Ее самая вдохновенная ложь стала водоразделом в наших отношениях, потому что касалась моей самой драгоценной собственности – спасительного одеяла. Одеяло из салатового сатина, простеганное толстыми белыми нитками, было моим вторым наваждением после Голоса. Я приходил в бешенство, если его куда-нибудь убирали. Я носил его как пончо, как юбку и шарф, а иногда и как шлейф на платье невесты. Я считал одеяло своим верным другом в жестоком мире, а мама – симптомом будущего психического расстройства. В семь лет никто не таскает за собой одеяло, говорила она, пытаясь меня урезонить, но когда здравому смыслу удавалось взять верх над патологической привязанностью? Она пыталась отнять у меня одеяло, но, стоило ей отцепить от него мои руки, как я ударялся в истерику. И вот однажды, проснувшись ночью, я увидел ее сидящей на краю постели.
– Что случилось? – спросил я.
– Ничего. Спи.
В следующие несколько недель я начал замечать, что одеяло уменьшается в размерах. Я спросил маму, и она ответила:
– Наверное, садится при стирке. Надо будет стирать холодной водой.

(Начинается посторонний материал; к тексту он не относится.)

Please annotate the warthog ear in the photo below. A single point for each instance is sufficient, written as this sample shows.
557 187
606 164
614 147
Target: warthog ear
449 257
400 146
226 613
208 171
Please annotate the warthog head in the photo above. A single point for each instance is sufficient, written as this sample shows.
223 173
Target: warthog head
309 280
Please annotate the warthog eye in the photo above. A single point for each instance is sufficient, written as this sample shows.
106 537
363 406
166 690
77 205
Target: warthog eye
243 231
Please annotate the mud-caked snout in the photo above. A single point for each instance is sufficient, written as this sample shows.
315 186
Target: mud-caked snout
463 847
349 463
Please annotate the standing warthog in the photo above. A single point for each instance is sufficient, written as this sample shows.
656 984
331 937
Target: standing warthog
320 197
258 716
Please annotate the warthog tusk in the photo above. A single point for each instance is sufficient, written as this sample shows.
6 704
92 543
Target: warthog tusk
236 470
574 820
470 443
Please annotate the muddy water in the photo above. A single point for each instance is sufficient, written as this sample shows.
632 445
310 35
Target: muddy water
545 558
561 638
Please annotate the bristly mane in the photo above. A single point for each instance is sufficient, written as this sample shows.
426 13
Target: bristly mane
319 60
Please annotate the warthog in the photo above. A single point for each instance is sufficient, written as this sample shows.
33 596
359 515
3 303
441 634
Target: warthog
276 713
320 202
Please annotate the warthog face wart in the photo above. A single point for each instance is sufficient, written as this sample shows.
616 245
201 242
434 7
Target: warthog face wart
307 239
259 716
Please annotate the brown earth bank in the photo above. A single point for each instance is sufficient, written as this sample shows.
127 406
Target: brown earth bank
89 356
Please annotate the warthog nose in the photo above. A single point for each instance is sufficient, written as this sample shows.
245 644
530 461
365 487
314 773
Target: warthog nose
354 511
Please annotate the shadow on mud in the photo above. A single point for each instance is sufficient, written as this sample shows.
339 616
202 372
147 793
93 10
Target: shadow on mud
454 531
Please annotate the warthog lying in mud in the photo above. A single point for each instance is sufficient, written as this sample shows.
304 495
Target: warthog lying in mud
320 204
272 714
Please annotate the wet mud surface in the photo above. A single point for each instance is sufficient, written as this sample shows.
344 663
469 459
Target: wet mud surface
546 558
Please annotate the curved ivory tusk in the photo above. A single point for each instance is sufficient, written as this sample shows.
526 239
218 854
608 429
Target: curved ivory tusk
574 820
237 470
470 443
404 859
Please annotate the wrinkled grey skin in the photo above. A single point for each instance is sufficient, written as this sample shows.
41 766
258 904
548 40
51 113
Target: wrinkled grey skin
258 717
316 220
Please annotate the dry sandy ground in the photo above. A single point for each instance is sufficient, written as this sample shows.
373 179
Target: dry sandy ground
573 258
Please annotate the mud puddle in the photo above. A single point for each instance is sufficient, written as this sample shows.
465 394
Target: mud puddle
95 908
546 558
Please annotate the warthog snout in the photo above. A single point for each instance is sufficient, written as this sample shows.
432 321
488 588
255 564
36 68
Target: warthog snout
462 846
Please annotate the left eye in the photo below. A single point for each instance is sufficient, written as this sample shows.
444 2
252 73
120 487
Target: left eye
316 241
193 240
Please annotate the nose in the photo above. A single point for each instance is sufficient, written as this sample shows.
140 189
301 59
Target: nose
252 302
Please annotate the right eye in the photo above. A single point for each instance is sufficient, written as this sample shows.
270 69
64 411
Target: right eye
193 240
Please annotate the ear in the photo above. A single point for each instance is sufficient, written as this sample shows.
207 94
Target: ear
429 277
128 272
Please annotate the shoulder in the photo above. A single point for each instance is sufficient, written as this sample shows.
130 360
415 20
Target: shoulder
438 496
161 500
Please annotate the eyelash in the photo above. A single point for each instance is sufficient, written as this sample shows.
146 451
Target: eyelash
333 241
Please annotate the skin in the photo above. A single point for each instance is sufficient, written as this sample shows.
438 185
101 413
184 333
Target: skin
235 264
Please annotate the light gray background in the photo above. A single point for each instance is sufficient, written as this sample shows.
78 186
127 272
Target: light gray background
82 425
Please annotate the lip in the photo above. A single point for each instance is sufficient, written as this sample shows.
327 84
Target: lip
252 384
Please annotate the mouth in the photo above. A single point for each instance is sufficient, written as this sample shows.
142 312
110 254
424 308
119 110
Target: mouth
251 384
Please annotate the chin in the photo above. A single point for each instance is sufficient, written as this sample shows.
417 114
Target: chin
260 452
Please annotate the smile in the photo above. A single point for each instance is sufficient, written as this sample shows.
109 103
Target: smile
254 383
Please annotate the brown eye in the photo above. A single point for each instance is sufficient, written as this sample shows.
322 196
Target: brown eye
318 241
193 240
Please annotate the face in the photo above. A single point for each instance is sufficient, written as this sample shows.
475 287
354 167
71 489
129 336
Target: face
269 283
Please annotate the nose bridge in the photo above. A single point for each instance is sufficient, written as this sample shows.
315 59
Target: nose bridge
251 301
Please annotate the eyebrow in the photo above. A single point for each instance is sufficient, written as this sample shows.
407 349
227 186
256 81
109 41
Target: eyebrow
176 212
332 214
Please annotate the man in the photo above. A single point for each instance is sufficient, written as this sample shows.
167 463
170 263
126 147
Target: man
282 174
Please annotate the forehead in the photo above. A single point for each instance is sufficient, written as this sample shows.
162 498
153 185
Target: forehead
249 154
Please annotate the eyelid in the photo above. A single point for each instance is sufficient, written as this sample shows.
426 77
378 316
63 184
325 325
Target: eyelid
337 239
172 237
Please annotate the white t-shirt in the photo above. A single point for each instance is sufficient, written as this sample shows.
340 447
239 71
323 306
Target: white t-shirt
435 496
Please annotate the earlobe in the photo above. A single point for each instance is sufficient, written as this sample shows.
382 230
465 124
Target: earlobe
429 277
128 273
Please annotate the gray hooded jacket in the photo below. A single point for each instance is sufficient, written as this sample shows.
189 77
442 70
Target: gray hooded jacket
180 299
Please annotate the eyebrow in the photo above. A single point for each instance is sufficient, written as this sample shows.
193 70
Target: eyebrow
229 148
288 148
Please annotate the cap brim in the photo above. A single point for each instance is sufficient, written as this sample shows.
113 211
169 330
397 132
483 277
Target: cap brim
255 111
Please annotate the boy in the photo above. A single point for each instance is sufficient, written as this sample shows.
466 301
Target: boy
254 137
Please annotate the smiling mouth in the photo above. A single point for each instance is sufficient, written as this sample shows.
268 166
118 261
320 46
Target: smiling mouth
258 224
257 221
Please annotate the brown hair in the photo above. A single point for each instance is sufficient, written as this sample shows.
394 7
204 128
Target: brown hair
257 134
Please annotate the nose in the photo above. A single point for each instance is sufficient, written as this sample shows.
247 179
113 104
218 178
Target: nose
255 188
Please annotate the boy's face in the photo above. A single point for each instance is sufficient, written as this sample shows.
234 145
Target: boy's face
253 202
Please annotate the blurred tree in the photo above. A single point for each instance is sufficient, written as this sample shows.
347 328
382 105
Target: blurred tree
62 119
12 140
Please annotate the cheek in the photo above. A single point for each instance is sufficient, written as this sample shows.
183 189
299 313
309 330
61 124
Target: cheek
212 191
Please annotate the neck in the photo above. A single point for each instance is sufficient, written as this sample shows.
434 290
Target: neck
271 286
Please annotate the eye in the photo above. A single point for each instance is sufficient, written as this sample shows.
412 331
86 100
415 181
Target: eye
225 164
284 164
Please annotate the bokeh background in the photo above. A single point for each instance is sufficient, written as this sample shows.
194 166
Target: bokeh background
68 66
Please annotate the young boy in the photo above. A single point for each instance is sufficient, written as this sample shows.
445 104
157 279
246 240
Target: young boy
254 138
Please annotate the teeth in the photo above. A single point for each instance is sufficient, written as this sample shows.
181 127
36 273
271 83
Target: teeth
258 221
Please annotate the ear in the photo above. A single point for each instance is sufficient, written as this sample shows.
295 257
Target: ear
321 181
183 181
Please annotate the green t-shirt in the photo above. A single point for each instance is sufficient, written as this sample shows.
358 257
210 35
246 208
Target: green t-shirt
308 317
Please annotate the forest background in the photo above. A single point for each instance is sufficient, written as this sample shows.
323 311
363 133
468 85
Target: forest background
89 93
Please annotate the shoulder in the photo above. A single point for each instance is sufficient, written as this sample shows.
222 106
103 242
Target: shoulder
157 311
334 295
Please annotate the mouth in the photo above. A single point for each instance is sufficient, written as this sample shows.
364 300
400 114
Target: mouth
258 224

Много лет спустя я узнал, что мама по ночам пробиралась ко мне в комнату и ножницами отрезала от спасительного одеяла узкие полоски, пока оно не превратилось в спасительную шаль, потом в спасительный платок, а потом в спасительную заплатку. Со временем у меня появились новые спасительные одеяла – люди и мысли, и особенно места, к которым я болезненно привязывался. Но что бы ни случалось со мной в жизни, я никогда не забывал, как осторожно мама отобрала у меня самое первое.
Единственное, о чем у мамы не получалось лгать, это то, насколько дедов дом оскорблял ее. Она говорила, что на его фоне Амитивилль[8] кажется Тадж-Махалом. Что дедов дом надо спалить дотла, а землю засыпать солью. Что это манхассетская версия Алькатраса[9], только матрасы тут еще жестче, а манеры за столом еще отвратительней. В девятнадцать она сбежала – в буквальном смысле улетела, – поступив в «Юнайтед Эрлайнс» стюардессой, и порхала по всей стране в аквамариновой униформе с шапочкой.